Amid the detailed imagery that opens the fourth part of the book, Faulkner begins a pattern of similes that involve not one but two referents, separated by the word “or.” He uses one such simile to describe Dilsey’s physical appearance:
[...] until only the indomitable skeleton was left rising like a ruin or a landmark above the somnolent and impervious guts […]
And, on the same page, two more of these double similes to describe two jaybirds:
A pair of jaybirds came up from nowhere, whirled up on the blast like gaudy scraps of cloth or paper and lodged in the mulberries, where they swung in raucous tilt and recover, screaming into the wind that ripped their harsh cries onward and away like scraps of paper or cloth in turn.
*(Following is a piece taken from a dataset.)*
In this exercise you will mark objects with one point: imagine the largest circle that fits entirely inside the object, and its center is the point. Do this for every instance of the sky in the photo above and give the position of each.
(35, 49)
This new innovation in the language of the book matches the message of this final section. The fourth part is in large part a way of opening up the book to wider possibilities: Dilsey realizes that although the Compson family has been dominant in Jefferson and in her own life for so long, their history is declining, and the future could hold many new possibilities. In other words, the present gestures to the past or the future; the hopeful or the hopeless. From the outset of this segment, Faulkner ingrains this dual thinking into his language. In reading these doubled similes, readers can understand the book as either a decline or a new beginning, a ruin or a landmark, something to mourn or something to celebrate.
This takeaway is key to Dilsey's perspective on the events of the novel. But, because this is the first time Faulkner has used the third person, it also can be read as key to his own perspective. Though much of the novel has been painful and pessimistic up until this point, here Faulkner allows hope into his own outlook—and, through his figurative language, holds it out to his reader.